七夕は旧暦七月者の節会で、人日・上巳・端午・重陽と供に江戸時代に五節供のひとつとして制定されました。古くから日本で伝承されてきた「棚機女」の禊祓神事や、中国から伝来の「乞巧奠」の伝説と行事とが習合して生まれたもので、古代中国の陰陽五行思想が大きく影響した一種の〈星祭り〉といえます。
乞巧奠は、昔、中国で七月七日の夜に牽牛星(わし座のアルタイル)と織女星(こと座のベガ)のふたつの星が、人の手引きで一年にただ一度逢う瀬が叶うという悲恋伝説がもとで、このふたつの星を祀って裁縫手芸、書道、技芸などの上達を祈った行事です。 日本でもこれと似た儀式が新羅を経由して伝来、白鳳時代後期から奈良時代に、すでに宮中行事の節会のひとつとして行われていました。奈良時代に伝来したこの乞巧奠も、中世には七夕として一般にも広がってきたのですが、日本古来の水神信仰や農耕儀礼、祖霊信仰などが習合し、その内容も少しずつ変化してきました。そうして江戸時代に入り、いろいろな行事が一般民衆にも定着してきたのです。
ところで、七夕の習俗で欠かせないのが葉竹です。子供たちは、五色の短冊にさまざまな願いを込めて葉竹に吊し、 一心に夜空の星に祈ります。 この葉竹も七夕のあと川や海に流したのです。これは、七夕には〈禊祓〉の性格が含まれているからです。この笹の葉が、無事に天の川に流れつくと願いごとが叶うともいわれ、子供たちはどうか自分の笹の葉が天の川にたどりつくようにと、ひたすら祈ったのです。ところが、今ではこうした風景を見るのも非常に少なくなってしまいました。それは、都会ではまず葉竹が身近になく、手に入れるのも非常に困難になってきたからです。今ではスーパーなどでお正月の七草と同様に買い求める人もいます。それも本物の葉竹が手に入れば幸運で、ビニールで作られた人口葉竹まで売られている有様です。 次にゴミの問題です。願いを込めた薬竹も、海や川に流すと川などを汚すから流さないでと回覧が回ってきます。 それではせめて願いが届くように燃やそうとすると、近所から洗濯物に煤がかかると苦情がきます。そこで気兼ねをしながら、ゴミの日に小さく折ってゴミ袋に入れ、ゴミの収集所に出すことになります。 やがてゴミの収集車が、他のゴミと一緒に持ち去り、焼却場で汚物などと共に灰になります。これが現実です。みんなが心を込めて星に祈ったのは、一体何だったのでしょう。

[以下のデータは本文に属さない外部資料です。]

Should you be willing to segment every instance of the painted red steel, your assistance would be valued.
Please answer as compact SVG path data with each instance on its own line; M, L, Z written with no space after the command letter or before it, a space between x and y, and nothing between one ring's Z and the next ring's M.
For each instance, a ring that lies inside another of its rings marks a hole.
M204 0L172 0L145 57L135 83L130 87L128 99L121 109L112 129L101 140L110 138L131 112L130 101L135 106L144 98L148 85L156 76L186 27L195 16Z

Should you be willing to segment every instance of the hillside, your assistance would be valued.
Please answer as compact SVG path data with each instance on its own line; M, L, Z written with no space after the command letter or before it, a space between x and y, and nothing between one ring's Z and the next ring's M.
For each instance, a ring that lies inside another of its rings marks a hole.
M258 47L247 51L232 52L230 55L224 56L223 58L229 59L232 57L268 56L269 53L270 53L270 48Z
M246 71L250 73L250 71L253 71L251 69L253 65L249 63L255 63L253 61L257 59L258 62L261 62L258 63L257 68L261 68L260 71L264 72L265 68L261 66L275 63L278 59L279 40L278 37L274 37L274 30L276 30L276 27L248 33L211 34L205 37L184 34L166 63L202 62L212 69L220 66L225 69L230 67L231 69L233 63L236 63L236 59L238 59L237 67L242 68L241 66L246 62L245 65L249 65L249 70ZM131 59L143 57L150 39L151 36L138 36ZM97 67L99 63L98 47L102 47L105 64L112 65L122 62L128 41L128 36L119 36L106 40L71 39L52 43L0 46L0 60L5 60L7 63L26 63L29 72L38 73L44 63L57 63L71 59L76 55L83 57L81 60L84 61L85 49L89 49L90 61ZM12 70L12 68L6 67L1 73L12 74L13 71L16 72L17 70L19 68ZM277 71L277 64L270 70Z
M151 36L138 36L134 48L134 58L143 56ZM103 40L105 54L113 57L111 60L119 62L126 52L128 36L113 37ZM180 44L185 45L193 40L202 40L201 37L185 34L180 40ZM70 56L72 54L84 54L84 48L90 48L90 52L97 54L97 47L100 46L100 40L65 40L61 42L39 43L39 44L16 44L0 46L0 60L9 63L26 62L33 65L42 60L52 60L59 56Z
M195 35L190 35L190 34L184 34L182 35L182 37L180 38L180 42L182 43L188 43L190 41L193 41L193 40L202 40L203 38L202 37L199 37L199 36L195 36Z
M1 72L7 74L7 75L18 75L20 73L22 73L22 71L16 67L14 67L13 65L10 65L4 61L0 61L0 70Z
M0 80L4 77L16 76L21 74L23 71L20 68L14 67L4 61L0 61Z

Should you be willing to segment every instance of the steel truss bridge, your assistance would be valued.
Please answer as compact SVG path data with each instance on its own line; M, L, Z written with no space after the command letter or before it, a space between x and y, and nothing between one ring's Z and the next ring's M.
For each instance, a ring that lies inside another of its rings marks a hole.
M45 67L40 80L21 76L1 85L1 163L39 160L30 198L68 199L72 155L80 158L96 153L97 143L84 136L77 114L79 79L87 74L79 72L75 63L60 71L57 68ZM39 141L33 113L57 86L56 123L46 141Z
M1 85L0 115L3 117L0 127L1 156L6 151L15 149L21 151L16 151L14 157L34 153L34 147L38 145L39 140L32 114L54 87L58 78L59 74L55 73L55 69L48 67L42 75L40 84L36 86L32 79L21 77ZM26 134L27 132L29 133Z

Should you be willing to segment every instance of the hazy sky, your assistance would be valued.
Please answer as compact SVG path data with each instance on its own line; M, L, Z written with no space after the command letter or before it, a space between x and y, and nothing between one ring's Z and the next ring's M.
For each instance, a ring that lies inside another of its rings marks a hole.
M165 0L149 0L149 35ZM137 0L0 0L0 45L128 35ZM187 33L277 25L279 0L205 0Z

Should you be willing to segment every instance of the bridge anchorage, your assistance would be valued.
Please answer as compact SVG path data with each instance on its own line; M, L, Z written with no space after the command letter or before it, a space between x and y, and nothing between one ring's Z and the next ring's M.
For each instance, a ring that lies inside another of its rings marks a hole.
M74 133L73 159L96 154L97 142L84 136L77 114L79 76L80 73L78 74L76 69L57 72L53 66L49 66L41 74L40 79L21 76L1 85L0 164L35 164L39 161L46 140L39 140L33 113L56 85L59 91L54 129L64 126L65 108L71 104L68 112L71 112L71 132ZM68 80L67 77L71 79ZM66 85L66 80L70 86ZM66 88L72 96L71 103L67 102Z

次に季節です。昔は旧暦(陰 暦)の七月七日が七夕でした。 旧暦では約一か月後ですから、七月下旬から八月中旬過ぎころに七夕がやってきたのです。しかし、今では太陽暦の七月七日が七夕で、そのころはまだ梅雨期ということになり、これでは晴れた夜でも七夕の悲恋の星は遙か東の低い空で、とても願いは届きそうにありません。 ちなみに、古書には「初秋七夕」という表現が多くみられます。旧暦のこのころならば、夜空の星も美しく輝き川もきれいに見え、牽牛・織女の両星もくっきりと浮かび上がることでしょう。地方によって七夕を月遅れの八月七日に行うところもあります。せめて節供だけでも旧暦で行いたいものです。